Tuning the weights of the VM allows us to explore different tradeoffs between online engagement metrics.

For example, by using higher W_like weight, final ranking will pay more attention to the probability of a user liking a post. Because different people might have different interests in regards to how they interact with recommendations it’s very important that different signals are taken into account. The end goal of tuning weights is to find a good tradeoff that maximizes our goals without hurting other important metrics.

Final reranking

Simply returning results sorted with reference to the final VM score might not be always a good idea. For example, we might want to filter-out/downrank some items based on integrity-related scores (e.g., removing potentially harmful content).

Also, in case we would like to increase the diversity of results, we might shuffle items based on some business rules (e.g., “Do not show items from the same authors in a sequence”).

Applying these sorts of rules allows us to have a much better control over the final recommendations, which helps to achieve better online engagement.

Parameters tuning

As you can imagine, there are literally hundreds of tunable parameters that control the behavior of the system (e.g., weights of VM, number of items to fetch from a particular source, number of items to rank, etc.).

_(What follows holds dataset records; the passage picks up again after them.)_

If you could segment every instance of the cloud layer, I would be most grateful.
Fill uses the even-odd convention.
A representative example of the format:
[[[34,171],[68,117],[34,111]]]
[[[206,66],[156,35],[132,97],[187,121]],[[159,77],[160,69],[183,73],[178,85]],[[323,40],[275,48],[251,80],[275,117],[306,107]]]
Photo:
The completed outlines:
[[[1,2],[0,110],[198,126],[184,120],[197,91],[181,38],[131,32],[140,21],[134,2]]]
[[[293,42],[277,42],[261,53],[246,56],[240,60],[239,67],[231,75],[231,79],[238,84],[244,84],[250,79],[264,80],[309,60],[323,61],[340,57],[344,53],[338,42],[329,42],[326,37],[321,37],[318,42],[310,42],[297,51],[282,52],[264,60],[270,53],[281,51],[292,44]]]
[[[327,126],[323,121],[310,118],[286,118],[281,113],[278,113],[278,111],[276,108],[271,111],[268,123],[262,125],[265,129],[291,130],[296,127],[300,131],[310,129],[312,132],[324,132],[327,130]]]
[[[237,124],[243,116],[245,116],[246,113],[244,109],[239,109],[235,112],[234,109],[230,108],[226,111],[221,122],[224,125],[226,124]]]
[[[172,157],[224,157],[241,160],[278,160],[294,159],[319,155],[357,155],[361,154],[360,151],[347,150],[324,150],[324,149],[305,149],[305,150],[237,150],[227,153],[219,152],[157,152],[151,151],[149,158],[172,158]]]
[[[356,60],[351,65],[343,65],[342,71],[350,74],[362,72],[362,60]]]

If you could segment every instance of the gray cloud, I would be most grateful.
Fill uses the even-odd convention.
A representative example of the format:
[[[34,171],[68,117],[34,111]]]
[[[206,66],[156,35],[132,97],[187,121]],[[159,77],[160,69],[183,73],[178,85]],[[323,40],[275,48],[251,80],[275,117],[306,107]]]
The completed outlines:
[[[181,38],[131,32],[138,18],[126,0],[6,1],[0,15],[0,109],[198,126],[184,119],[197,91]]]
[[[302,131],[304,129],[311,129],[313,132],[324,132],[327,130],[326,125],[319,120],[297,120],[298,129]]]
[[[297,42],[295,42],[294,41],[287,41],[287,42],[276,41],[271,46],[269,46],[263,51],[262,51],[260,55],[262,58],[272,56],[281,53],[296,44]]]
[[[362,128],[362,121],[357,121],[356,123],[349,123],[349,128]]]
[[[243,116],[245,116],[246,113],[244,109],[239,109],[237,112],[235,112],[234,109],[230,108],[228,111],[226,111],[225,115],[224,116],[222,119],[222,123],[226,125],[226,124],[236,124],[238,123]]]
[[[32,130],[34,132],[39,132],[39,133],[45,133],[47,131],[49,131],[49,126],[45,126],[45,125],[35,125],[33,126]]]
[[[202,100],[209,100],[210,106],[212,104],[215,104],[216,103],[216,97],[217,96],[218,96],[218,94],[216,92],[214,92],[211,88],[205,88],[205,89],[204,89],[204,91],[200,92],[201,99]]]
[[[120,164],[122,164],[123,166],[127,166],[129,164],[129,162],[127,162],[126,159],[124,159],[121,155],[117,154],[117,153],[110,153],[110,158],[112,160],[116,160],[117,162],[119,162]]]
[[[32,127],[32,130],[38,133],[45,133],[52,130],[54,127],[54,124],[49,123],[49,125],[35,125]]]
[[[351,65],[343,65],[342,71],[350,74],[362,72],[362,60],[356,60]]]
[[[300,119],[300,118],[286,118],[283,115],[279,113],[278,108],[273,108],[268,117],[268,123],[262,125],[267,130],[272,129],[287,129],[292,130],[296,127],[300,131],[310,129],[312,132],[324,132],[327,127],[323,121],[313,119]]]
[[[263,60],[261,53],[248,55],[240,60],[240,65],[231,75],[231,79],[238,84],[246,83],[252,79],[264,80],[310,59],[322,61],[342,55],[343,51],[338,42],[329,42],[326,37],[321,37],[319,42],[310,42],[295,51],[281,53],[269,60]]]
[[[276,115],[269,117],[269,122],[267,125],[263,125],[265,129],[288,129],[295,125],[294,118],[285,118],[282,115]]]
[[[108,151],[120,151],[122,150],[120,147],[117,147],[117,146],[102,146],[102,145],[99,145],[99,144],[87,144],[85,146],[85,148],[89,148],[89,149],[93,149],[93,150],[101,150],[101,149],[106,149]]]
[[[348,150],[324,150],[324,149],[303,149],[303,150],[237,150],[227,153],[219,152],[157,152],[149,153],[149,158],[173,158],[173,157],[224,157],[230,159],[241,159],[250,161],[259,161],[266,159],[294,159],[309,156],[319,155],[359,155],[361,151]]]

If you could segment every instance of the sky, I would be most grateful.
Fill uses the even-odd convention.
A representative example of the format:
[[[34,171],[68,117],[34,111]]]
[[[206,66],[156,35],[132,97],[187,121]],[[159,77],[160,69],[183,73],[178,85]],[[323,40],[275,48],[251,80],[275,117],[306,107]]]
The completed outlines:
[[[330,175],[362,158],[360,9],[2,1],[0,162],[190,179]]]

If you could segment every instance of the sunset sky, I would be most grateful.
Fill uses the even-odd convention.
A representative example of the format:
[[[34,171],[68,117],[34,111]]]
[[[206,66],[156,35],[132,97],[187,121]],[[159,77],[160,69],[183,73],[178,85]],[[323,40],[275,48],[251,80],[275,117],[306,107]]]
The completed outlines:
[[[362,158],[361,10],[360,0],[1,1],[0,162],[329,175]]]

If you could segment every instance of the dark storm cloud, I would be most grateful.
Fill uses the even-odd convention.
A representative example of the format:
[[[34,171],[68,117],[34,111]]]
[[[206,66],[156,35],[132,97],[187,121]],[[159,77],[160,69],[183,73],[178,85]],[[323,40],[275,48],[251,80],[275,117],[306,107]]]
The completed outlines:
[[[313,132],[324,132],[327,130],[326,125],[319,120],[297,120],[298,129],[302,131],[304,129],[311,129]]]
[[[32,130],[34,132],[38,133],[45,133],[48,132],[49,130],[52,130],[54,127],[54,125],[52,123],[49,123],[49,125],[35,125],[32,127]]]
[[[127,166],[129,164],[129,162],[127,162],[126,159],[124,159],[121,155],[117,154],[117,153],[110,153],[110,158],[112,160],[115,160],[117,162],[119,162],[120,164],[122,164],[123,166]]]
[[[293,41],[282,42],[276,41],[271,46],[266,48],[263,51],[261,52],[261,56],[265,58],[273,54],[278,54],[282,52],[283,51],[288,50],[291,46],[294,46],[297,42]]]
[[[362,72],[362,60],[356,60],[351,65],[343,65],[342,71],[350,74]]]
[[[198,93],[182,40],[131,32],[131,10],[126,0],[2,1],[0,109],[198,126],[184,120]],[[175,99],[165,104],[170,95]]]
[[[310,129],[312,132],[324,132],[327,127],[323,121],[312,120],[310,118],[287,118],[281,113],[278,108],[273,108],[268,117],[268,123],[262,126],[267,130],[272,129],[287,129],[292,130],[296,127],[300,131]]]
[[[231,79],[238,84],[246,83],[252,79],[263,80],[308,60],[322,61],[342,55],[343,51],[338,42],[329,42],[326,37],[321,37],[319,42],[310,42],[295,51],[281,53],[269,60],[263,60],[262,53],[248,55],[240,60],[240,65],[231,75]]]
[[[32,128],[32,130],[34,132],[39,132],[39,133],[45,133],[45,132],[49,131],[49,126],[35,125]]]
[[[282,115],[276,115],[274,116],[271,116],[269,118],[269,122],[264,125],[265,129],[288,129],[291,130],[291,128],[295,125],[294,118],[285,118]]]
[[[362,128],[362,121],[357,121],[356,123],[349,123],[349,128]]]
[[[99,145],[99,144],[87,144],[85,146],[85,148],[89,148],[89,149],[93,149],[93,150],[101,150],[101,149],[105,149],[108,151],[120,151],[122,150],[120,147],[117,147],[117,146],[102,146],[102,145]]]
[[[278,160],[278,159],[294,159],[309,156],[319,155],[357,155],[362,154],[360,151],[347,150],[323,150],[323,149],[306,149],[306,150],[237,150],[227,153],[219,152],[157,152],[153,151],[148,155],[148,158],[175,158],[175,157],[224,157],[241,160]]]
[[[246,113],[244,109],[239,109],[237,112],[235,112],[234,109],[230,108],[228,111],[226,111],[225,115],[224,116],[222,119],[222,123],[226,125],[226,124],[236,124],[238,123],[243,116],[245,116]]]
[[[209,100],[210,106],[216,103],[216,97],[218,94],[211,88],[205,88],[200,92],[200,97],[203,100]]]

To achieve good online results, it’s important to identify the most important parameters and to figure out how to tune them.

There are two popular approaches to parameters tuning: Bayesian optimization and offline tuning.

Bayesian optimization

Bayesian optimization (BO) allows us to run parameters tuning online.

The main advantage of this approach is that it only requires us to specify a set of parameters to tune, the goal optimization objective (i.e., goal metric), and the regressions thresholds for some other metrics, leaving the rest to the BO.

The main disadvantage is that it usually requires a lot of time for the optimization process to converge (sometimes more than a month) especially when dealing with a lot of parameters and with low-sensitivity online metrics.

We can make things faster by following the next approach.

Offline tuning

If we have access to enough historical data in the form of offline and online metrics, we can learn functions that map changes in offline metrics into changes in online metrics.

Once we have such learned functions, we can try different values offline for parameters and see how offline metrics translate into potential changes in online metrics.

To make this offline process more efficient, we can use BO techniques.

The main advantage of offline tuning compared with online BO is that it requires a lot less time to set up an experiment (hours instead of weeks). However, it requires a strong correlation between offline and online metrics.

The growing complexity of ranking for Explore

The work we’ve described here is far from done. Our systems’ growing complexity will pose new challenges in terms of maintainability and feedback loops. To address these challenges, we plan to continue improving our current models and adopting new ranking models and retrieval sources. We’re also investigating how to consolidate our retrieval strategies into a smaller number of highly customizable ML algorithms.